Fran Liñeira

1er Premio Memoria Histórica – Altavoz Cultural

POESÍA

Enhorabuena, querido Fran, por tu primer premio de poesía en el Certamen Memoria Histórica. Antes que nada, ¿cómo estás y cómo recibes la noticia?

¡Muchas gracias! Pues me encontró de camino a estudiar, y en ello sigo. La noticia fue recibida con mucha ilusión. Siempre alegra que reconozcan el trabajo de uno, aunque no deje de tener un sesgo subjetivo: estoy convencido de que muchos de los textos que se presentaron podrían haber sido destacados de igual forma. Siendo una antología que tiene que ver con la memoria histórica, pues con más motivo. Es un tema que me es muy querido.
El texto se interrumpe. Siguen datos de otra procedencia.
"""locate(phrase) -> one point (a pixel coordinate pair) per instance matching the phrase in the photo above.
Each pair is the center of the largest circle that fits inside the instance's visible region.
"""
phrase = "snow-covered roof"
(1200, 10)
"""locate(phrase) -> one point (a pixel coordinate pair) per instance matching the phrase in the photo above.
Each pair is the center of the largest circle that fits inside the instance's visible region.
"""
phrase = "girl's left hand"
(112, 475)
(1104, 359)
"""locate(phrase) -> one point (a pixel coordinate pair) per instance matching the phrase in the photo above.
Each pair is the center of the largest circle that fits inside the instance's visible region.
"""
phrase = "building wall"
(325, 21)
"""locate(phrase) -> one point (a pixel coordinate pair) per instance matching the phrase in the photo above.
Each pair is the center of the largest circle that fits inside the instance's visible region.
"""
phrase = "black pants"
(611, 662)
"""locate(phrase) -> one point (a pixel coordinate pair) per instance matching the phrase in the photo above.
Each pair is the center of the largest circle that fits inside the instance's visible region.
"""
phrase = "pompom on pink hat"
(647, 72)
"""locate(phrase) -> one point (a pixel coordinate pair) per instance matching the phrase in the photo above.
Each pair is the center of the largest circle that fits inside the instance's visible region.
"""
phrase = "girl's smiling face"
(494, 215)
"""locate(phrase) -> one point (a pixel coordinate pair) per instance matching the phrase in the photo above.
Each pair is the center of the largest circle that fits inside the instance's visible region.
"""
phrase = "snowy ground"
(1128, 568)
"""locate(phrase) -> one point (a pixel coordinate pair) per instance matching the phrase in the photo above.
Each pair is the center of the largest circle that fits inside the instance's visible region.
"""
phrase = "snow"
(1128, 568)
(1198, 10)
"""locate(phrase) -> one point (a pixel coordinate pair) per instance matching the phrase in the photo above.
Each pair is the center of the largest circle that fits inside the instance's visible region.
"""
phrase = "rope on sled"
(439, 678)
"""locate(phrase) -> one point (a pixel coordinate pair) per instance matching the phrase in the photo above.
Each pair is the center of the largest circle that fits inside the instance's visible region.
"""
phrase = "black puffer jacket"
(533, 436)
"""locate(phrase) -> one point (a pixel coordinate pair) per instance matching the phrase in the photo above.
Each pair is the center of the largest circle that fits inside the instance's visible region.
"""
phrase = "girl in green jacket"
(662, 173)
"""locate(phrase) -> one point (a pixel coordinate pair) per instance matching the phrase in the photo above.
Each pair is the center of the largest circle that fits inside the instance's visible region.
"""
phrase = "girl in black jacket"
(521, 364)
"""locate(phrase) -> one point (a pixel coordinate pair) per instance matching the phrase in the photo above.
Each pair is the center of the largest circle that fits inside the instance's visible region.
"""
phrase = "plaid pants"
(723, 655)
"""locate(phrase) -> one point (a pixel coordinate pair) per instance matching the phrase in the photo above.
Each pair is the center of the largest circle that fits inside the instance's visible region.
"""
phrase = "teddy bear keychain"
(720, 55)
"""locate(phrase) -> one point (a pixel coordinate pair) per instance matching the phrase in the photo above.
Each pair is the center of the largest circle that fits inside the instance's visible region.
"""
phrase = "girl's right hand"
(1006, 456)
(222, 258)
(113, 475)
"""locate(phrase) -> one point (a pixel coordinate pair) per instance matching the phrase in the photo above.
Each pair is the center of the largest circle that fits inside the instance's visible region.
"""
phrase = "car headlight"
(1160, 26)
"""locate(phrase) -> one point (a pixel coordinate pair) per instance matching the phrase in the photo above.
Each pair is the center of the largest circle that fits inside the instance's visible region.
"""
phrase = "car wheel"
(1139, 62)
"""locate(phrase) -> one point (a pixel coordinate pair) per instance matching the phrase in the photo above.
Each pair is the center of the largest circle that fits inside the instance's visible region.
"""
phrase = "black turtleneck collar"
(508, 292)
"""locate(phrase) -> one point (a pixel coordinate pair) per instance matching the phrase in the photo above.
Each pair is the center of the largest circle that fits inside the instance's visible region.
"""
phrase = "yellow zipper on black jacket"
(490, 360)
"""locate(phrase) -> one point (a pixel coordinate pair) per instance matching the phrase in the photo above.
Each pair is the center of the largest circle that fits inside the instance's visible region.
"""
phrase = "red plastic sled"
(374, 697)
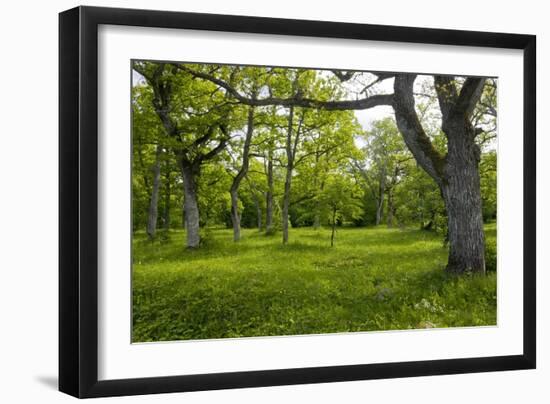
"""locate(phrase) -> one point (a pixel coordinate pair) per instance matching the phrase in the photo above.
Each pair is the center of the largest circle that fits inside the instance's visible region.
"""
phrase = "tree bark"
(167, 192)
(288, 176)
(389, 219)
(269, 195)
(190, 174)
(153, 202)
(234, 191)
(333, 227)
(258, 213)
(462, 195)
(457, 173)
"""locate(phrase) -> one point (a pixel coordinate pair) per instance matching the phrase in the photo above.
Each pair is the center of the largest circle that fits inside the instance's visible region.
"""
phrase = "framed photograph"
(251, 201)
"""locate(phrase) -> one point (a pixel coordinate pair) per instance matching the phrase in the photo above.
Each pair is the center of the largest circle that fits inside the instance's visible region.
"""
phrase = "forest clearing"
(373, 279)
(286, 201)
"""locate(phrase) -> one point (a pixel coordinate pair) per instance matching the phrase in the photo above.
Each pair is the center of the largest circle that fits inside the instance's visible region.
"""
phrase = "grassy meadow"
(372, 279)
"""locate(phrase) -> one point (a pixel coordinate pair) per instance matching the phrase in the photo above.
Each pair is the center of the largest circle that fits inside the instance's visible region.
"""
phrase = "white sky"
(365, 117)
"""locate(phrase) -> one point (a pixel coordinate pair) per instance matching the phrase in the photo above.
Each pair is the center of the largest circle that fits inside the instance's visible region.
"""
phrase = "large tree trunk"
(153, 202)
(258, 213)
(462, 195)
(333, 227)
(391, 209)
(190, 175)
(167, 192)
(379, 209)
(269, 196)
(288, 176)
(234, 191)
(235, 216)
(457, 173)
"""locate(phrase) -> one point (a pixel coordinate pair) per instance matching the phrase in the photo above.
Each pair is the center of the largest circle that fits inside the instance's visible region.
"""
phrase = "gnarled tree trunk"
(153, 202)
(190, 174)
(456, 173)
(269, 196)
(462, 195)
(167, 192)
(288, 176)
(234, 191)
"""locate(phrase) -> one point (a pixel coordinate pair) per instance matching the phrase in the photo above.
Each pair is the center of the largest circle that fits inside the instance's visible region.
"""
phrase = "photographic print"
(271, 201)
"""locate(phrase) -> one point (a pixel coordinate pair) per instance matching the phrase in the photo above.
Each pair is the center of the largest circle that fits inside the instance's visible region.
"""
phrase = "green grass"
(373, 279)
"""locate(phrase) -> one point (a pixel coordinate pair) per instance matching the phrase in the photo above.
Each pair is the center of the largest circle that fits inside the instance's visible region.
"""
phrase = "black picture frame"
(78, 201)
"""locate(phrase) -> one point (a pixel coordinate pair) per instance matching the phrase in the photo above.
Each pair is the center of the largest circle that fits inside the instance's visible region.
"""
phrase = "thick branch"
(296, 101)
(469, 95)
(410, 127)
Que un poema así haya gustado, vamos, es la repera.

¿Qué es para ti la Memoria Histórica y cómo crees que contribuye la Literatura a su configuración?

La memoria histórica es, paradójicamente, el futuro. Ni más ni menos. María Zambrano hablaba de que las tragedias no se repiten, que cuando se repiten es porque son la misma tragedia, porque no se ha entendido, no se ha aprendido, no se ha asimilado, no ha alumbrado ninguna conclusión. Eso es la memoria, ¿verdad? Aprendemos porque recordamos. No cometemos los mismos errores (acaso otros distintos) si, y solo si, recordamos. Con las colectividades pasa lo mismo. La desmemoria es un fantasma que ronda a quienes no recuerdan, y lo estamos viendo de forma palpabilísima casi a diario.

Es verdaderamente triste la historia de España. Se han sufrido un acoso y una propaganda tan bestiales que el patriotismo está casi arrinconado en una visión neoliberal de las relaciones sociales, que aún tenemos a una familia que vive de rentas en un palacio, que no hemos sido capaces de purgar las instituciones franquistas y que hasta al mismo dictador se le ha sacado de su nicho con honores. Es un escándalo por el que seremos juzgados con gran dureza por nuestros nietos. Lo último es querer equiparar a fascistas y antifascistas, que ya es la repanocha. Hubo un golpe de estado: ni guerra fratricida ni todos tuvieron las mismas culpas. Pasaron cuarenta años de una dictadura que mutó en una democracia deforme. Decía una ministra hace unos días que esta monarquía ha cumplido todos los sueños de la República. ¿Cómo se atreve? La equidistancia es, también, desmemoria, y lo peor es que no es un asunto únicamente cultural: hay que observar con cuidado qué empresas lo petaban en los sesenta, en los ochenta y en los noventa, y trazar líneas familiares con las que lo hacen ahora. Las estructuras sociales y económicas del franquismo no nos son ajenas: son nuestros jefes y están agarrapatados en nuestras instituciones.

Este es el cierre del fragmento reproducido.